Nun hat das Gros der SoziologInnen mit den genannten Ausdeutungen von Chancengleichheit schwerlich zu schaffen. Zwar gewinnen entsprechende Positionen auch unter diesen zunehmend an Bedeutung, wie sich im kürzlich erschienenen Sammelband „Welche Gleichheit, welche Ungleichheit“ (VS Verlag für Sozialwissenschaften) nachvollziehen lässt. Ableiten lassen sie sich aus den Theorien der sozialen Schließung jedoch nicht. Und doch implizieren jene Ansätze auf ihre Weise eine problematische Verdrängung der Frage „Chance wozu“. Die Verfestigung sozialer Ungleichheitsstrukturen nach dem Matthäus-Prinzip – wer hat, dem wird gegeben – hat nämlich einen ökonomischen Grund. Die Unmöglichkeit einer Chancengleichheit folgt dem Gesetz, dass sich Geld als Kapital verwerten muss. Der Vorteil, der sich aus einer gelungenen Marktoperation für den „Sieger“ in einer fiktiv gedachten ersten Runde der Konkurrenz ergibt, muss ihm auch die Startbedingungen in einer zweiten Runde verbessern.

Wollte man dies verhindern, müsste man mit diesem Versprechen nicht nur die damit verbundenen Anreize, sondern auch den essenziellen Schmierstoff Zins abschaffen. Solcherlei Vorstellungen, die gewissermaßen ein Rotationsprinzip für Erfolg projektieren, sind aber Rechnungen ohne den Wirt. Zweifellos gibt es Spielräume für eine gesteuerte Abschwächung dieser Verfestigungen, denken wir an eine 100-Prozent-Steuer auf Erbschaften. Doch ohne eine Berücksichtigung systemischer Grenzen, drohen Kritiken der sozialen Schließung auf ihre Weise die „Illusion der Chancengleichheit“ zu nähren.

Die Verschiebung in der Semantik des Sozialen, die an der Konjunktur des Begriffs Chancengleichheit abgelesen werden kann, wiegt schwer. „Sozialstaat“ steht heute für die Blockierung individueller Freiheitsspielräume, was einem späten Triumph der konservativen Sozialstaatskritik gleichkommt. Erkannt wird in ihm nicht länger der Reparaturbetrieb, der auf Kaputtgegangenes verweist. Die Vision des „modernen“ Sozialstaats zielt auf eine Art Schlüsseldienst zur Wahrung offener „Zugänge“.

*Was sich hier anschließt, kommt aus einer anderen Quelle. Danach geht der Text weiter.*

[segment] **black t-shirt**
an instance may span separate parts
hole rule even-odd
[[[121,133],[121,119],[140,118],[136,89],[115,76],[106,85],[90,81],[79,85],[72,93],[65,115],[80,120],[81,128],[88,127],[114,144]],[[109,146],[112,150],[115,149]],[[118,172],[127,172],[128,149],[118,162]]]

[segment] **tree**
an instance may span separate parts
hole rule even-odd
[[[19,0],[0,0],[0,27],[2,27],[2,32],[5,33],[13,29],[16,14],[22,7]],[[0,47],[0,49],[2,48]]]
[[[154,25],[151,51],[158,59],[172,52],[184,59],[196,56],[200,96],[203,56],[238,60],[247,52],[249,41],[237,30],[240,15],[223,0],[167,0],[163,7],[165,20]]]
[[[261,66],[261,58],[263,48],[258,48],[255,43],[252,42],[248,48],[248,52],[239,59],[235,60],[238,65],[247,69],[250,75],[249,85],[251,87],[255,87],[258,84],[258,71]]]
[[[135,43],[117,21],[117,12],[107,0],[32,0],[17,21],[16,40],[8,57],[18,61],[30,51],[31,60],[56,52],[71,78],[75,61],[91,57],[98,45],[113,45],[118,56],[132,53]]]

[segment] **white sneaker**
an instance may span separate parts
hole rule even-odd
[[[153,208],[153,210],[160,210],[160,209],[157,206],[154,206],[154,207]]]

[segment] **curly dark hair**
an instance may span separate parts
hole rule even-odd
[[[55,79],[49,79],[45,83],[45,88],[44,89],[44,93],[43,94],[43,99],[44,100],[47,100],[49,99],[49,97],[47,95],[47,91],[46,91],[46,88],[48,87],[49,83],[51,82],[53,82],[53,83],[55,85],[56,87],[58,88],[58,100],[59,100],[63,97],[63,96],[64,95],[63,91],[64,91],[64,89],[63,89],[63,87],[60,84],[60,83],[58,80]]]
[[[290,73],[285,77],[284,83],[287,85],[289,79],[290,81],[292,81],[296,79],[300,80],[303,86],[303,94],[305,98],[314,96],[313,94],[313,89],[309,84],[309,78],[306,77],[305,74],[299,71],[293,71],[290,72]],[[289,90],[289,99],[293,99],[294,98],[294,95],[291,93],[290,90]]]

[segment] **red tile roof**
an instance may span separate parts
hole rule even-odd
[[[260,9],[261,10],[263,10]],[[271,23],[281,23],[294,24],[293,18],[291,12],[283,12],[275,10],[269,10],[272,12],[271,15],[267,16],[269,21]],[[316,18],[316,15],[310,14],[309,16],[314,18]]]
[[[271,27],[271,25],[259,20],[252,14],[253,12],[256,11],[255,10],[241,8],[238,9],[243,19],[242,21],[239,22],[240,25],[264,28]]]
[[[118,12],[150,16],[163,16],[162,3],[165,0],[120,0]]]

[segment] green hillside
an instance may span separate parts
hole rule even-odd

Zwar werden deren Ausgestaltungen heftig umstritten bleiben, allein schon weil es genug Türen gibt, die nicht zufällig für manche verschlossen bleiben. Doch diese Auseinandersetzungen sind nicht das Schlechteste, was einem System passieren kann, das trotz gewaltigster Ressourcen zunehmend weniger Menschen von Stress und Mangel entlastet. Wer über Türen streitet, interessiert sich in der Regel nicht für Zustand und Sinn dessen, was sich dahinter verbirgt. Er sucht vielmehr im Keller nach altbekannten Schildern: „Nehme jede Arbeit an.“ Diese Reduktion des sozialen Interesses auf nackte Existenzsicherung ist zum zentralen Paradigma der gesellschaftlichen Debatte um „Chancen“ avanciert. Auch ohne Soziologie.